| name | statistical-software-qa |
| description | Quality assurance and testing protocols for statistical software |
Statistical Software QA
Quality assurance patterns and testing strategies for statistical R packages
Use this skill when working on: R package testing, numerical accuracy validation, reference implementation comparison, edge case identification, statistical correctness verification, or software quality assurance for methodology packages.
Testing Philosophy
Statistical Software is Different
Unlike typical software where "correct output" is clear, statistical software must:
- Produce statistically correct results - Not just bug-free
- Handle edge cases gracefully - Small samples, boundary conditions
- Maintain numerical precision - Floating-point considerations
- Match known results - Verification against published examples
- Degrade gracefully - Informative errors, not crashes
Testing Pyramid for Statistical Packages
▲
/│\
/ │ \
/ │ \
/Manual│\ <- Human review of outputs
/ Tests │ \
/─────────────\
/ Integration \ <- Cross-function workflows
/ Tests \
/───────────────────\
/ Statistical Tests \ <- Correctness verification
/ \
/─────────────────────────\
/ Reference Tests \ <- Match known results
/ \
/───────────────────────────────\
/ Unit Tests \ <- Individual functions
/___________________________________\
Unit Testing Patterns
Pattern 1: Known Value Tests
Test against analytically derivable results:
test_that("indirect effect equals a*b for simple mediation", {
# Create data where we know true values
set.seed(42)
n <- 10000
x <- rnorm(n)
m <- 0.5 * x + rnorm(n, sd = 0.1) # a = 0.5
y <- 0.3 * m + rnorm(n, sd = 0.1) # b = 0.3
result <- mediate(y ~ x + m, mediator = "m", data = data.frame(x, m, y))

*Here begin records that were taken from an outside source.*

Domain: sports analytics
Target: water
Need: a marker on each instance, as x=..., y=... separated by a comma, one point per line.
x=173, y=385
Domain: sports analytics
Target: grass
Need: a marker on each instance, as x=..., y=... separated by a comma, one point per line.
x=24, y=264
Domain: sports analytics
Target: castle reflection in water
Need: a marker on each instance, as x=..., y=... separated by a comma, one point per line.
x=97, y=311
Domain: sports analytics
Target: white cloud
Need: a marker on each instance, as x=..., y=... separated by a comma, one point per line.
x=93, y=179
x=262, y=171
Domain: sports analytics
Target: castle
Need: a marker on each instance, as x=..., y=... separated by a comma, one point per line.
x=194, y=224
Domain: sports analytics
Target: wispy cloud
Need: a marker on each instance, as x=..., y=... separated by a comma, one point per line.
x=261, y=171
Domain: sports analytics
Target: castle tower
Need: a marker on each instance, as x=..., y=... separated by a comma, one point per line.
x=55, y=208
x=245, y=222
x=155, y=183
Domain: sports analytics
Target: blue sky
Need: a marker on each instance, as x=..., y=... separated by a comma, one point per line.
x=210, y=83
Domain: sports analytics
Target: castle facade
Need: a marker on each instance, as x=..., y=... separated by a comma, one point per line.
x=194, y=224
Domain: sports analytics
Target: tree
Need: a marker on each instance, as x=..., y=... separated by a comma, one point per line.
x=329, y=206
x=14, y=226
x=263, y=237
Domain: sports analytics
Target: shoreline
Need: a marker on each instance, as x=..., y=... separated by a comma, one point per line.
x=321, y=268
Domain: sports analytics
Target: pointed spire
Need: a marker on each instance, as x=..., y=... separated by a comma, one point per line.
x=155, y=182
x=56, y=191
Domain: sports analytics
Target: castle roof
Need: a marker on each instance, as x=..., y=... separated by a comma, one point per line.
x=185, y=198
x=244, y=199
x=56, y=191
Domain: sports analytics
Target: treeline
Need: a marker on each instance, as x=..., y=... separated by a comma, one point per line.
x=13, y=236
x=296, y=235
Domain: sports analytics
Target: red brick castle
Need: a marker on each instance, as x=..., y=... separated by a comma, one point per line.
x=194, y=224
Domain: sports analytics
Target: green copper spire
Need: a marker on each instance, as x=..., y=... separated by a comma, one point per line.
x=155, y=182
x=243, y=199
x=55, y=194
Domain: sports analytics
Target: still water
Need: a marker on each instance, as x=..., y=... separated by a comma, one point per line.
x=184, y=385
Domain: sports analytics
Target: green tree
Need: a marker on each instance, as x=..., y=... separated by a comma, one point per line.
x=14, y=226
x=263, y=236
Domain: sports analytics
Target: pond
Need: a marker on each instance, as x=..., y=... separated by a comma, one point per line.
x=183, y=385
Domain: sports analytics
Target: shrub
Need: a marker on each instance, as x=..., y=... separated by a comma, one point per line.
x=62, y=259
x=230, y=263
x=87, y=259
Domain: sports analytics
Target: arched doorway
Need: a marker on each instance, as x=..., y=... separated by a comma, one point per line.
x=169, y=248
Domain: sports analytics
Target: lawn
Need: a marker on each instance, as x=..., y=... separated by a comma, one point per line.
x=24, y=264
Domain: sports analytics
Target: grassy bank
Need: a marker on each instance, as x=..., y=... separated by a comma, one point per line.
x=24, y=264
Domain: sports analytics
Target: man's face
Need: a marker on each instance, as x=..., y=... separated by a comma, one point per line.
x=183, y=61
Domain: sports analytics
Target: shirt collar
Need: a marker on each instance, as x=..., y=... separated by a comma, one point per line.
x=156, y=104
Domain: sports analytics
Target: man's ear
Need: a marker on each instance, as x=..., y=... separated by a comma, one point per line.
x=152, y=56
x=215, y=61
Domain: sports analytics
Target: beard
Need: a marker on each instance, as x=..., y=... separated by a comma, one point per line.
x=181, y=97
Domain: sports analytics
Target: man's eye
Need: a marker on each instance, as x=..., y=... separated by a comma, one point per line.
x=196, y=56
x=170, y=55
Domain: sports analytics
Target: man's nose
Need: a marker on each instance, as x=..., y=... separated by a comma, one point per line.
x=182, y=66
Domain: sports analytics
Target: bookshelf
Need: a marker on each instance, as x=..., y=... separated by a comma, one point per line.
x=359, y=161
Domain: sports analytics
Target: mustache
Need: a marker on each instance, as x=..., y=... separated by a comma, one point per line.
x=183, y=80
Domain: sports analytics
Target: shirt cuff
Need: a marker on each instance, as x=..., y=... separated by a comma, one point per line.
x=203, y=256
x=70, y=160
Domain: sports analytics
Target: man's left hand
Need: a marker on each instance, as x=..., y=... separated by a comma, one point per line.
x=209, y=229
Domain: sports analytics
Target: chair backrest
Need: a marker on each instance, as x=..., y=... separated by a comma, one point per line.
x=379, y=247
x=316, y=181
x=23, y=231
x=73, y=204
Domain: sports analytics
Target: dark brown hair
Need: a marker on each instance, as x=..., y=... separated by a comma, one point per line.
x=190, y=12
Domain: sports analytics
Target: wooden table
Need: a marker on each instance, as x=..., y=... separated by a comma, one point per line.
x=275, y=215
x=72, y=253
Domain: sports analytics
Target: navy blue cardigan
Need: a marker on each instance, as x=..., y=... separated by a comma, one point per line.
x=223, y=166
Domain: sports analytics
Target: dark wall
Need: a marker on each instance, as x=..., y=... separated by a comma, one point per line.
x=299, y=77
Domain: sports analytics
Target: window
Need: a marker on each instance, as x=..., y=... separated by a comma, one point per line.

# True indirect = 0.5 * 0.3 = 0.15
expect_equal(result$indirect, 0.15, tolerance = 0.02)
})
Pattern 2: Boundary Condition Tests
test_that("handles minimum sample size", {
# Minimum viable sample
small_data <- data.frame(
x = c(0, 0, 1, 1),
m = c(0, 1, 1, 2),
y = c(1, 2, 2, 3)
)
# Should work without error
expect_no_error(mediate(y ~ x + m, mediator = "m", data = small_data))
# Should warn about low power
expect_warning(
mediate(y ~ x + m, mediator = "m", data = small_data),
"sample size"
)
})
Pattern 3: Equivalence Tests
test_that("bootstrap CI contains delta method CI asymptotically", {
set.seed(123)
data <- simulate_mediation(n = 5000, a = 0.3, b = 0.4)
boot_result <- mediate(data, method = "bootstrap", R = 2000)
delta_result <- mediate(data, method = "delta")
# CIs should be similar for large n
expect_equal(boot_result$ci, delta_result$ci, tolerance = 0.05)
})
Reference Implementation Testing
Strategy: Compare Against Published Results
test_that("matches Imai et al. (2010) JOBS II example",
# Load reference data from mediation package
data("jobs", package = "mediation")
# Our implementation
our_result <- our_mediate(
outcome = job_seek ~ treat + econ_hard + sex + age,
mediator = job_disc ~ treat + econ_hard + sex + age,
data = jobs
)
# Published results (from paper Table 2)
expected_acme <- 0.015
expected_acme_ci <- c(-0.004, 0.035)
expect_equal(our_result$acme, expected_acme, tolerance = 0.005)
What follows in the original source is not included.